En l’espèce, le Docteur [T] [X], médecin consultant, après avoir pris connaissance du dossier médical de [B] et après l’avoir interrogée estime qu’un AESH individualisé de 12 heures par semaine avec l’intervention d’un AESH mutualisé sont nécessaires dans le cadre d’un PPS. Le PPS doit être complété par des aménagements et notamment la présence de l’AESH pendant les temps d’examen.
Le tribunal, au regard des pièces versées au dossier, des débats d’audience et de l’avis donné par le médecin consultant, de la situation actuelle de [B], estime qu’un AESH individualisé de 12 heures par semaine se révèle nécessaire afin qu’elle puisse être maintenue dans sa scolarité et participer à tous les apprentissages. Cependant, il y a des matières où [B] doit être aidée ponctuellement et où elle n’a pas besoin de la présence continue de l’AESH. Il convient donc de lui attribuer simultanément une aide mutualisée et une aide individuelle. Cet accompagnement doit être effectif pour la prochaine année scolaire ainsi que pour les trois années scolaires suivantes. Un PPS doit être élaboré jusqu’au 31/07/2029 avec des aménagements spécifiques en lien avec les difficultés rencontrées par [B]. Enfin, l’attribution du matériel pédagogique adapté ([13]) doit être prorogée jusqu’au 31/07/2029.
PAR CES MOTIFS
Le tribunal, statuant par jugement réputé contradictoire, en premier ressort,
— DÉCLARE recevable en la forme le recours présenté par Madame [G] [L] et Monsieur [R] [M] pour leur fille [B] ;
— DIT que le taux d’incapacité présenté par [B] est supérieur ou égal à 50 % et inférieur à 80% ;
— ORDONNE l’élaboration d’un projet personnalisé de scolarisation (PPS) jusqu’au 31/07/2029 ;
— ORDONNE la prorogation de l’attribution du matériel pédagogique adapté ([13]) jusqu’au 31/07/2029 ;
— ACCORDE à [B] dans le cadre du PPS :
* un AESH individualisé de 12 heures par semaine pour les années scolaires 2025- 2026, 2026-2027, 2027-2028 et 2028-2029 ;
* un AESH mutualisé pour les années scolaires 2025-2026, 2026-2027, 2027-2028 et 2028-2029 ;
— DIT que les aménagements dans le cadre du PPS doivent notamment comporter les indications suivantes :
* une majoration du temps imparti pour les épreuves qui ne peut excéder, sauf exception, le tiers du temps normalement prévu pour chacune d’elles, ou la réduction des exercices pour effectuer les épreuves, à l’oral comme à l’écrit,
* la présence de l’AESH notamment pour les épreuves scolaires, les examens ou lesdevoirs surveillés, à l’oral comme à l’écrit, pour le brevet des collèges,
* l’utilisation en toute circonstance et pour toutes les matières du matériel pédagogique adapté.
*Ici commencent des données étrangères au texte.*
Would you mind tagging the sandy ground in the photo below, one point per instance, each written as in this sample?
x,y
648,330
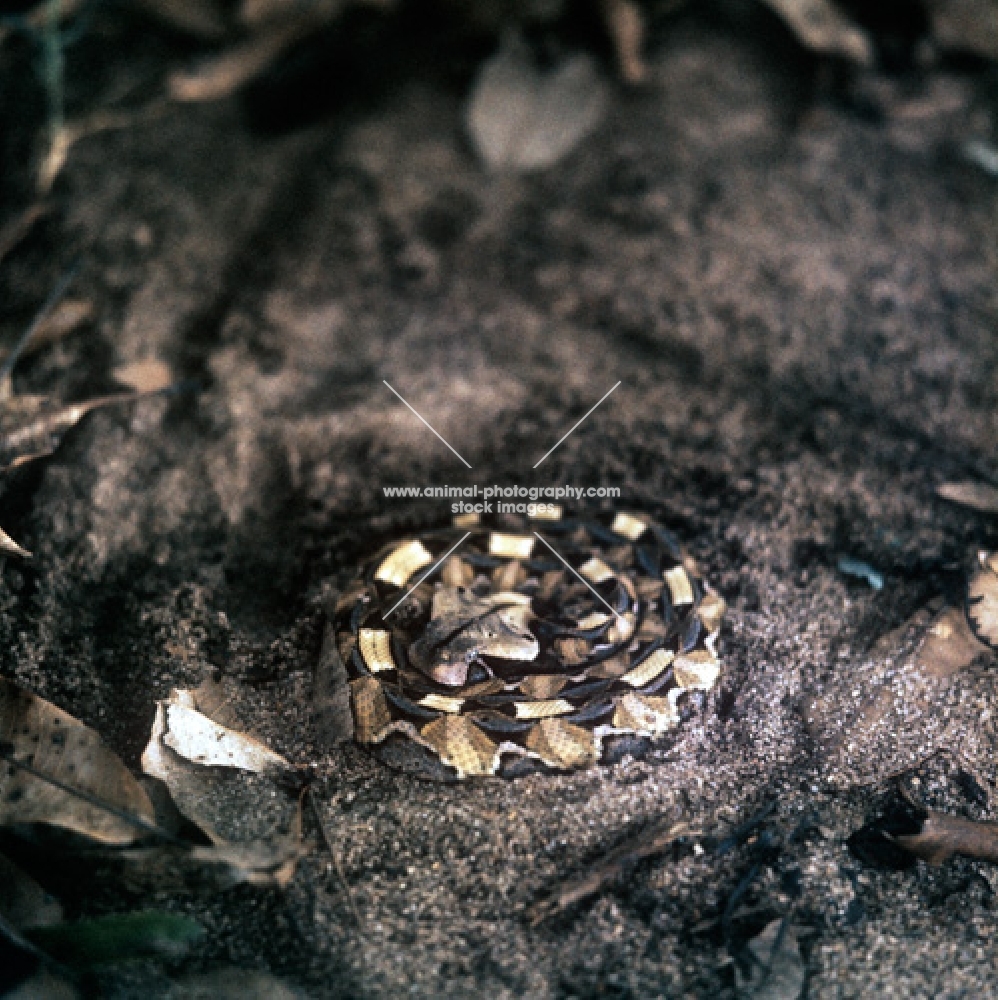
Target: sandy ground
x,y
793,277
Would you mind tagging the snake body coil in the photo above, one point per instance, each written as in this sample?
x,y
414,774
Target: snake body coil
x,y
538,639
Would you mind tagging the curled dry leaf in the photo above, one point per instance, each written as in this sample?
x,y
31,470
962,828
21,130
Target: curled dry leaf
x,y
821,26
966,26
35,733
978,496
982,599
202,741
863,730
520,119
32,427
149,375
220,780
626,24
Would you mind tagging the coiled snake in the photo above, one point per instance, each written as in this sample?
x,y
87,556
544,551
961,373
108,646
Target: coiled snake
x,y
536,639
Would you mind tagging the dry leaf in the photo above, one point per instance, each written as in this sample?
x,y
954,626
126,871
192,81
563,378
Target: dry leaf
x,y
966,25
521,119
52,743
978,496
218,779
149,375
202,741
982,600
626,24
821,26
32,427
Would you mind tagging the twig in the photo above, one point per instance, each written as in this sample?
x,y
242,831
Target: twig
x,y
62,286
19,227
609,868
337,864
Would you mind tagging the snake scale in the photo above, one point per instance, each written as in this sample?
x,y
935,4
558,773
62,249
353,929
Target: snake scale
x,y
535,641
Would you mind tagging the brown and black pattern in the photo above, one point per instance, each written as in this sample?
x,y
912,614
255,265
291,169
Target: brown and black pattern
x,y
502,652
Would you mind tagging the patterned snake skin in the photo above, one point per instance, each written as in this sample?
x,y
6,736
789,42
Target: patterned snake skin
x,y
537,640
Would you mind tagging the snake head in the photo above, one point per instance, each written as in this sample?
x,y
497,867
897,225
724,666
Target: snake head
x,y
464,627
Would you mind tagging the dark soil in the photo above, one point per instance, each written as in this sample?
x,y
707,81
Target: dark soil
x,y
791,270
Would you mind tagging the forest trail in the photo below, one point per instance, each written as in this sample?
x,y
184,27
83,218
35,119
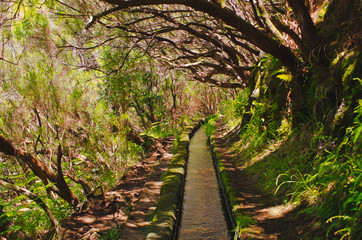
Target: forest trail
x,y
125,211
202,215
270,218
— ORDONNE l’exécution provisoire.
— RAPPELLE qu’en en application de l’article 61 (VII) de la loi n° 2019-774 du 24 juillet 2019 relative à l’organisation et à la transformation du système de santé, que les frais de consultation médicale ordonnée au cours de l’audience sont à la charge de la [5].
— DIT n’y avoir lieu à dépens.
Jugement rendu par mise à la disposition au greffe le 20/06/2025 dont la minute a été signée par le président et par la greffière.